02 | Dunkler Strom
Die Monate bis zur bevorstehenden Tour der Sieger, bei welcher zum allerersten Mal in der Geschichte der Hungerspiele zwei Tribute vor unseren Distrikt treten und Reden halten werden, scheinen sich unendlich zäh dahinzuziehen.
Saphire plant währenddessen alles fürs Jubeljubiläum bis ins kleinste Detail und zum ersten Mal besucht sie das Dorf der Sieger regelmäßig.

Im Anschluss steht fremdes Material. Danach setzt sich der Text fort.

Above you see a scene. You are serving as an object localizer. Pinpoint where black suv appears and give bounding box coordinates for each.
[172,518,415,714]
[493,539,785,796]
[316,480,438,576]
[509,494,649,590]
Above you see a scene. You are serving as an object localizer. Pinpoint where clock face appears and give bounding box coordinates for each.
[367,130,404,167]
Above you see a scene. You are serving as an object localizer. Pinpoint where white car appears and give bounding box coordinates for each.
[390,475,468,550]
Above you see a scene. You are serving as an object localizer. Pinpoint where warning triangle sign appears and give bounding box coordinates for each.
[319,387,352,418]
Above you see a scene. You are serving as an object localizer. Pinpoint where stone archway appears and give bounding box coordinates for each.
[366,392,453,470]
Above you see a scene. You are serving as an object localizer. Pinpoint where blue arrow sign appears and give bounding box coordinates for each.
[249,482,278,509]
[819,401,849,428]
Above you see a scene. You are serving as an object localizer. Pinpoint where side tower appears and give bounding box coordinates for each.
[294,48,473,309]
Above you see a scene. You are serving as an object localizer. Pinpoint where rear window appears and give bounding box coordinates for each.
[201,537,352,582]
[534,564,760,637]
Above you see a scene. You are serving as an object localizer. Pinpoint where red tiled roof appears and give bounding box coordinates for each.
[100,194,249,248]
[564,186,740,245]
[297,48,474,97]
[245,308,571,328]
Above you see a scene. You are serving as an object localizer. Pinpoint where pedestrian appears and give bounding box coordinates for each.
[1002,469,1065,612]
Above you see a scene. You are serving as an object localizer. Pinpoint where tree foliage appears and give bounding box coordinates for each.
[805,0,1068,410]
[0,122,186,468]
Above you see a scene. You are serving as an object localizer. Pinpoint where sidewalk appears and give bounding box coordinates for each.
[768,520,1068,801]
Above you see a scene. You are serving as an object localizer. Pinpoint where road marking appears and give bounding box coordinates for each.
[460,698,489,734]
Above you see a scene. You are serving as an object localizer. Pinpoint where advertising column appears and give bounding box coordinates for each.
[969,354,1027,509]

Sogar das Vorbereitungsteam war bei ihrem letzten Aufzug dabei, um unsere Outfits für die nächste Ernte zu entwerfen. Wir Sieger sollen eine Einheit verkörpern, von Anfang an.
Das einzige, wovon Saphire nicht schwärmen kann, sind die mangelnden Tribute in der Trainingsakademie. In den letzten Jahren hat sich die Anzahl der Jugendlichen, die dort trainieren, sowieso immer mehr verkleinert, doch es ist das erste Mal, dass tatsächlich gar keine vielversprechenden Tribute mehr zur Verfügung stehen. Außer ein paar Sechzehnjährigen, die auf die Hungerspiele hoffen, um der Armut zu entkommen, ist niemand mehr in der Akademie.
Nach jedem Besuch der Kapitoler diskutieren wir Sieger miteinander. Manche sind der Meinung, dass wir trotz allem zwei Kinder aus der Akademie auswählen sollten, um zumindest eine Chance auf einen Erfolg zu haben. Andere, unter anderem auch ich, denken jedoch, dass wir nicht das Schicksal zweier Jugendlicher entscheiden dürfen.
Ich verstehe ja beide Seiten - wenn am Ende wieder ein Zwölfjähriger in die Spiele muss, wäre es uns natürlich allen lieber, dass ein Akademietribut mit zumindest ein wenig besseren Chancen dies für ihn übernimmt. Andererseits merken die Jugendlichen in der Akademie selbst, wie schwierig die aktuelle Situation ist. Wenn wir nun doch einen oder zwei von ihnen auswählen und in die Spiele schicken würden, würden wir mindestens einem von ihnen in die Augen sehen und ihn zum Tod verdammen müssen.
So verlässt Saphire uns im Oktober wieder mit der eindringlichen Bitte, Tribute aufzutreiben. Nach diesem letzten Besuch hören wir lange beinahe garnichts mehr von der Moderatorin, doch dafür werden andere Seiten des Kapitols umso präsenter im Distrikt. An den Hafen reihen sich von nun an Friedenswächter, die nicht nur die Fischer, sondern auch ihre gesamten Personalien bis aufs genauste kontrollieren.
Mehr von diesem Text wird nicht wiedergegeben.